M. le président. La parole est à M. Patrick Braouezec, pour exposer sa question, n° 1615, relative au respect de la mission de service public de La Poste.
M. Patrick Braouezec. Monsieur le ministre délégué à l'industrie, alors que le président de La Poste, Jean-Paul Bailly, a annoncé, le 3 mai dernier, une hausse de 49 % du bénéfice net pour 2005 s'élevant ainsi à plus de 557 millions d'euros, les conditions d'accueil et le traitement des usagers de la Seine-Saint-Denis ne cessent de se dégrader. Je dis bien " usagers " et non " clients ", puisqu'il s'agit de celles et ceux qui devraient bénéficier d'un service public. Ce glissement sémantique est loin d'être innocent et suppose non seulement un traitement commercial, mais surtout une discrimination par l'argent.

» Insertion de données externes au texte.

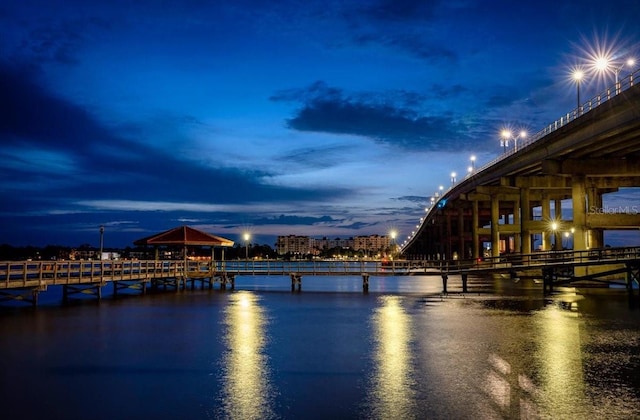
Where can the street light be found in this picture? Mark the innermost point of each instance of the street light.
(577, 77)
(246, 240)
(554, 228)
(101, 240)
(507, 135)
(393, 235)
(630, 62)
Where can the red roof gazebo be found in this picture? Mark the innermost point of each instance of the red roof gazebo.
(184, 236)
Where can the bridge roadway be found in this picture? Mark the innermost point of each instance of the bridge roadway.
(569, 165)
(24, 280)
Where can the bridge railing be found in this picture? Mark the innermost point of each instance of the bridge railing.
(544, 258)
(594, 102)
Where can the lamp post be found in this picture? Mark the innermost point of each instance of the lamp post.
(246, 240)
(101, 241)
(630, 62)
(507, 135)
(554, 228)
(577, 77)
(393, 235)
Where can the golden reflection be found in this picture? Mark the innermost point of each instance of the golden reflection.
(247, 393)
(392, 395)
(560, 356)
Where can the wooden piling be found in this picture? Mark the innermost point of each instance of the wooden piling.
(365, 282)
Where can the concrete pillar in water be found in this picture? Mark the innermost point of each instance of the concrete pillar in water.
(546, 216)
(525, 217)
(495, 229)
(474, 230)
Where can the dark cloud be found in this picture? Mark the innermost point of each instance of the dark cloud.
(419, 199)
(296, 220)
(109, 165)
(380, 117)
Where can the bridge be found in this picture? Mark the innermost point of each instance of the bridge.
(24, 280)
(589, 152)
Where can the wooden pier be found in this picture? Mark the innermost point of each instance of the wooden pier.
(24, 280)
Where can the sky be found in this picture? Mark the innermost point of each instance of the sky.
(319, 118)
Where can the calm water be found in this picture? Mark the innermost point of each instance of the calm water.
(260, 352)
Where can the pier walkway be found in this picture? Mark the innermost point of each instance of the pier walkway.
(23, 280)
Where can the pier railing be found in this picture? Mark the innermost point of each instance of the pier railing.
(40, 274)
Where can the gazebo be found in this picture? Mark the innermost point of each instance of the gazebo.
(185, 236)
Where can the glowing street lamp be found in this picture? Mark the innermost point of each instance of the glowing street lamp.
(507, 135)
(577, 77)
(630, 62)
(246, 240)
(101, 240)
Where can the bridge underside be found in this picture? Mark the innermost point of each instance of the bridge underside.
(516, 205)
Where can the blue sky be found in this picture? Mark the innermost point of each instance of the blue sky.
(320, 118)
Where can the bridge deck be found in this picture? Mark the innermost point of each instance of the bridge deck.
(40, 274)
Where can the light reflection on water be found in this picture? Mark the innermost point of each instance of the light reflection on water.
(330, 351)
(392, 385)
(247, 391)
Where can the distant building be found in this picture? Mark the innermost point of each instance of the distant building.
(293, 244)
(305, 245)
(371, 243)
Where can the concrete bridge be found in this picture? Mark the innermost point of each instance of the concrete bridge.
(25, 280)
(592, 151)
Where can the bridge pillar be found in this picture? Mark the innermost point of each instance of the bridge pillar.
(495, 229)
(595, 237)
(517, 237)
(546, 216)
(578, 198)
(525, 217)
(474, 230)
(296, 282)
(557, 214)
(462, 253)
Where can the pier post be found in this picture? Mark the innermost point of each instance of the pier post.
(34, 300)
(296, 282)
(547, 280)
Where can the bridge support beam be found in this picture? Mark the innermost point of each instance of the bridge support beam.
(296, 282)
(475, 216)
(495, 229)
(525, 217)
(546, 216)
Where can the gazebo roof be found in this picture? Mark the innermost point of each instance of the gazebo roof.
(184, 235)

À l'heure actuelle, les postes de la Seine-Saint-Denis subissent de sérieux dysfonctionnements : les temps d'attente sont de plus en plus longs, le nombre de guichet ouverts est en totale inadéquation avec les besoins de la population locale et ne cesse de diminuer, les bureaux sont très mal entretenus, les appareils automatiques tombent en panne trop fréquemment, les retards dans la distribution sont de plus en plus courants, le traitement des usagers est différencié selon qu'on habite dans un quartier où les entreprises sont implantées ou non... et j'en passe ! Retirer un recommandé ou acheter des timbres devient donc un véritable parcours du combattant pour les Dionysiennes et les Dionysiens qui doivent allier patience et sérénité et surtout oublier leur dignité.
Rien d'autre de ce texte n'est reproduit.